After some reflection, I started to feel sorry for all the children as they were being shielded from the reality of the human use of animals for food. After all its not tofu nuggets, mushroom burgers and veggyloaf that gets fed to the children in the cafeteria. And everyone loves cheese. Green Chimneys is far from a meat-free zone. Often, the more meat, the better.

The absurdity of this was revisited last week as I was having lunch with some colleagues. “”We don’t have room for all of them in the barn,” said one farm worker.

“I’m not sure what we will do with the carcass,” said another.

I quickly discovered that something killed one of the sheep the prior evening. There were no visible footprints or scat but the consensus was either a large dog or coyote of which there are many in the area, killed the sheep. Now that this predator knows that there are easy pickings, we needed to protect the flock. So instead of leaving them out in the fields, they will be brought in every evening to be protected.
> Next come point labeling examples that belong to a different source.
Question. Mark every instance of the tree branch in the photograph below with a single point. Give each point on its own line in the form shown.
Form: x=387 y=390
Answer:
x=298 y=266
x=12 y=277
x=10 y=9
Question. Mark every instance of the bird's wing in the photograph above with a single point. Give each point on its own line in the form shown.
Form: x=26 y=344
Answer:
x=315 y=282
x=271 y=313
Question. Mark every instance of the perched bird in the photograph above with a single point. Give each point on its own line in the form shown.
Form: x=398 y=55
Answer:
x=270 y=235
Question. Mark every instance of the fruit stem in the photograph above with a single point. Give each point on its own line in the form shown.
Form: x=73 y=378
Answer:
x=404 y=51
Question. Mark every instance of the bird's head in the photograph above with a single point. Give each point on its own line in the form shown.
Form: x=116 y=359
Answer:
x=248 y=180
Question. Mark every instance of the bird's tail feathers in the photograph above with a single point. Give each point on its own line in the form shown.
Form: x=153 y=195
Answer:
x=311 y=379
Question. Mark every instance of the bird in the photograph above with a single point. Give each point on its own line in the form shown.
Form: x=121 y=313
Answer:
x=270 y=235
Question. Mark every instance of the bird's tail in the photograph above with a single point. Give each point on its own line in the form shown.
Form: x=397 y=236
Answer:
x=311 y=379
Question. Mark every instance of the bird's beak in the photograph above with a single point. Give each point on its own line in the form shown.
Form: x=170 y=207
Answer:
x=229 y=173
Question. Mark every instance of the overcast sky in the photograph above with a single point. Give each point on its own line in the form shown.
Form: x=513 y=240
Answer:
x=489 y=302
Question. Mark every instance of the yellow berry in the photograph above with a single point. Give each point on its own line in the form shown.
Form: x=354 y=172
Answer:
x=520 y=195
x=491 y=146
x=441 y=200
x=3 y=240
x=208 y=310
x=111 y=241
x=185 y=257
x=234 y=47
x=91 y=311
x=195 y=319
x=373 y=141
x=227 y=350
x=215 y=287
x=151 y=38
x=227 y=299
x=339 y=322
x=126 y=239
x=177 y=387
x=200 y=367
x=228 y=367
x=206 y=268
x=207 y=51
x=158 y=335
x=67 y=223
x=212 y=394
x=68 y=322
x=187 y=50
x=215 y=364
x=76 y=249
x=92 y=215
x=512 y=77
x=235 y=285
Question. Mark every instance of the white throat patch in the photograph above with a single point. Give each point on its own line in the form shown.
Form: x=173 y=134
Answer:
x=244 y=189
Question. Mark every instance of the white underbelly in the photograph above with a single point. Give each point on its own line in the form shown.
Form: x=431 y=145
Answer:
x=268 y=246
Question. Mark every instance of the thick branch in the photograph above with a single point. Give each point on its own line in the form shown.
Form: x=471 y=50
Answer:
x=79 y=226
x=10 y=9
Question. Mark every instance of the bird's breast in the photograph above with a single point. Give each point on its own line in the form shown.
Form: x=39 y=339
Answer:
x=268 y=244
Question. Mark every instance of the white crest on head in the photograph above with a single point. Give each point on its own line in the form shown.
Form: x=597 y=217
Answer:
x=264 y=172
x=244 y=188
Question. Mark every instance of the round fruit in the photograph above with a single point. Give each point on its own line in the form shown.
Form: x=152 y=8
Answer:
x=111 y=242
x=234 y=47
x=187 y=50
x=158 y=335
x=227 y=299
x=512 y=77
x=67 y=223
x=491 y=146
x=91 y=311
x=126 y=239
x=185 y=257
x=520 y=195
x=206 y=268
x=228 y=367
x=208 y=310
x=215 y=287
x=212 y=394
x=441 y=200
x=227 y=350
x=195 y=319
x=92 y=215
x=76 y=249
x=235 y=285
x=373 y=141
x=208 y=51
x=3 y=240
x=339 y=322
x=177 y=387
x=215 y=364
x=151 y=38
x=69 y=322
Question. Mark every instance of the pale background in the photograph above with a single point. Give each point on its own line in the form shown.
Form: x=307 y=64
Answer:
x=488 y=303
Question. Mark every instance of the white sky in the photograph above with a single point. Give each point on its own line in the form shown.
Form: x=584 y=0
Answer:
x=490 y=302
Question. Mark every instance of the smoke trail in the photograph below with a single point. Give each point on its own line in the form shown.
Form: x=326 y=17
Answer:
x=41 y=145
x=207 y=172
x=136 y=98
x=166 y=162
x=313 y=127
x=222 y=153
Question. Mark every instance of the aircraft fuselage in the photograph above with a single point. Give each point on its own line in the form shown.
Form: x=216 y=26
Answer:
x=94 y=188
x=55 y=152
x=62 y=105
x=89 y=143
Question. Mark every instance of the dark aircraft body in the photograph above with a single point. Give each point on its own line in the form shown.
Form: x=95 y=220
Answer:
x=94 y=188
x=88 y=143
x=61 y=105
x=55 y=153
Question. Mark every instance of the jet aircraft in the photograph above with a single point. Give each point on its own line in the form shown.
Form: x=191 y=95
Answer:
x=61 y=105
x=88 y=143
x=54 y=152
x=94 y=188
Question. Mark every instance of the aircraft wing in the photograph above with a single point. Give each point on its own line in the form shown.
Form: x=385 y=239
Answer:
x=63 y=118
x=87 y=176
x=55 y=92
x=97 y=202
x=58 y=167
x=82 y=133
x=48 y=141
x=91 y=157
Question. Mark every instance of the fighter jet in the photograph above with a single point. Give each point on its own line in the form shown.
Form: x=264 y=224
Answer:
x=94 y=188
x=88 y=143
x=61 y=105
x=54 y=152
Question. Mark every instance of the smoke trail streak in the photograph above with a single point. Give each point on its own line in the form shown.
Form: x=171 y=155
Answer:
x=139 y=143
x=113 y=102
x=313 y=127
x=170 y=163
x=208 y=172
“So how did the kids take it?” I asked.  I was given a sharp look and told that the children never will know.

“We tell them that it [the sheep] went home to a farm in New Jersey,”  said one of the farm hands. “That’s our standard line.”

“But the kids are getting smart,” said another. “They have figured out that anytime someone ‘goes home to New Jersey’ it means that they have died.”

soylent_green This was really weird. Images of Jimmy Hoffa next to some dead ungulates sprang to mind. “OK horsey, if you won’t talk, it’s a concrete feed bag for you.”

But the biggest missed opportunity was our inability to create a positive and impactful lesson from this nasty event. Instead we are having to hide everything.

As I left the cafeteria, I started to think of Charlton Heston and Edger G. Robinson in the movie “Soylent Green.”  It’s a old science-fiction movie about a 2022 Earth that is overpopulated and barely able to feed itself. Soylent Green is one of the main food stuffs of the era and purportedly is made from plankton. Robinson, tired of life leaves a note for Heston stating that he is “going home,” a euphemism for assisted suicide.  Heston follows the body of his old friend through a processing sequence discovering the dark secret that “Soylent Green is people!”

I felt like following that train of thought by screaming, “Mutton is sheep!.” But I didn’t and went back to the garden less worried about the mixed message we send out to our children and more worried about covering up some tender vegetable seedlings as we were expecting a very cold evening.